When it comes to our work, going home with a few stains here and there is quite inevitable. While some of them happen by accident, we also have our own gawkiness to blame for a handful of those stains. No matter how they end up on your uniform, getting rid of these stubborn stains is a must in order to maintain a professional appearance and to keep your patients safe.
Before you throw any of your uniforms away, here are some of the most effective stain removal tips you can try first.
• Avoid using hot water in removing blood stains. Hot water can cook the blood which can make stain removal even harder for you. Stick with using cold water instead.
• If you are dealing with your white uniform, applying bleach or even hydrogen peroxide directly on the stain can do the trick. Keep in mind that these cleaning agents aren’t recommended on colored scrub suits.
• Pouring a small amount of vinegar on the stain can help lift the blood off of your uniform. If the blood has already set, you can try soaking the affected area in vinegar until the stain disappears.
• It might turn you off, but spitting on your uniform can also help remove blood stains. Your spit contains an enzyme that helps break down blood.
• Lemon juice works well on fresh blood stains. If the blood has already set in, squeeze some lemon juice on your uniform and take it out under the sun. Adding a sprinkle of salt to the juice hastens the process.
Also Read: 25 Life Hacks Every Nurse Should Know
• Rubbing alcohol works wonders on fresh ballpoint pen stains. Saturate the affected area with alcohol first for around 30 minutes and use a sponge or cotton ball soaked in cold water to lift it up after. Make sure you have another layer of cloth underneath the stained area to avoid spreading the ink to the other side.
• You can also use plain toothpaste for ink stains. Allow it to sit for half an hour before washing it off with cold water. Try to rub the toothpaste as you’re rinsing it.
• It’s a bit unusual but alcohol-based hairsprays can handle ink stains too. Spray it on the stained area a couple of times or until the affected fabric is saturated with hairspray. Take a sponge soaked in cold water and dab it on the area.
• Soak your stained scrub suit in milk overnight and wash as normal the next day.
• Another trick is to mix baking soda with water. Rub the mixture on the fabric until the ink stain gets removed.
• When dealing with oil-based medications, you can use baby powder to get rid of the grease first. Once the grease is out, it will be easier for you to wash the stain off. Another good option is to allow a small amount of detergent powder or dishwashing soap to sit on the stain first prior to washing.
• For alcohol-based medications, simply pre-treat the stain with a good detergent and rinse with cold water.
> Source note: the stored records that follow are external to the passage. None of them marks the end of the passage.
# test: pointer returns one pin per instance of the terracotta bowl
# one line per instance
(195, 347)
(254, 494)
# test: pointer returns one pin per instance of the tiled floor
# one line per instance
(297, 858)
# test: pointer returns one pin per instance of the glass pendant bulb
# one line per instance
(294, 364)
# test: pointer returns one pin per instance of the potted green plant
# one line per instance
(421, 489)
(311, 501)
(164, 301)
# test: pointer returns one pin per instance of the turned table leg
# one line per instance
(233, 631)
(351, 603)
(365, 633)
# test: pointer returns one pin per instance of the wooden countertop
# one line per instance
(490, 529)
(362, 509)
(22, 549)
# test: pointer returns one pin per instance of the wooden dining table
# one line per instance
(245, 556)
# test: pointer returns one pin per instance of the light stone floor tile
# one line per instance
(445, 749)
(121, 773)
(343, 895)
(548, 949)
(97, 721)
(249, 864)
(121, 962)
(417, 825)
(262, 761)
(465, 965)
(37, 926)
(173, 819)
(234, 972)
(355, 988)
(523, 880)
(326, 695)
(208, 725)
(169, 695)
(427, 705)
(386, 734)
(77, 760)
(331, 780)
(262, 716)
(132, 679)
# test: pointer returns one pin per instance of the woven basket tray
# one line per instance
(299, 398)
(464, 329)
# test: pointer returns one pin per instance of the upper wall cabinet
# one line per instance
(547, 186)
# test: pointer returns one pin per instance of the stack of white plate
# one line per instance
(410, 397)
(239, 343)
• In case of ointment stains, try to scrape off any excess ointment first before sprinkling cornstarch on the area. Rub it in until the stain gets completely covered. While rubbing, make sure to avoid spreading the stain. Leave the cornstarch until the grease gets absorbed completely. Brush the powder off before washing your scrub suit in cold water.
• If you get coffee on your uniform, blot it right away with tissue paper to absorb the excess fluid. Aside from tissue paper, you can also use baby wipes. They are slightly damp and have a mild gentle soap content which can help clean your uniform.
• Another trick is to mix 1 part vinegar with 2 parts water and use a sponge to scrub the mixture to the fabric. Wash as usual.
• To take care of vomit stains, you need to pre-treat your uniform prior to washing it. If you find the smell a bit repulsive, you can rub a small amount of baking soda on the stain prior to pre-treatment.
• Strong urine can leave a stain on your uniform so make sure you address it right away.
• In removing the stain, you can pour a small amount of hydrogen peroxide on it. As soon as the bubbling stops, rinse the affected part to avoid damaging the fabric.
• You can also mix ¼ cup of baking soda with your detergent.
General Disinfection Tips
Cleaning and washing aren’t enough when it comes to scrub suits. For safety, you need to make sure they’re disinfected before you put them on for your next shift.
Here are a few life hacks you can try:
• When washing your scrub suits, separate them from your regular clothes or from the clothes of the rest of your family members. This way, you can avoid spreading the microorganisms you got from the hospital.
• To prevent wear and tear, reserve your scrub suit for work alone. Change into them only when you’re in your place of work and make sure to change first before running any extra errands after your shift.
• Treat any stains before throwing your uniform into your washer.
• As much as possible, run your scrubs through two wash cycles. Turn them inside out for the first wash and run a second wash cycle as how you’d normally wash them.
• Press your scrubs using a hot iron. Aside from helping you maintain a well-kept appearance, it also helps kill germs.
• Avoid using hot water on your scrub suits. It will not only set several types of stain on the fabrics, but it can also decrease the life of your uniforms.
• Add a disinfecting agent when washing. For white scrub suits, you can use chlorine bleach. When dealing with colored uniforms, use a phenolic disinfectant instead.
How do you remove stains from your scrubs? Are there any tricks you can add to the list?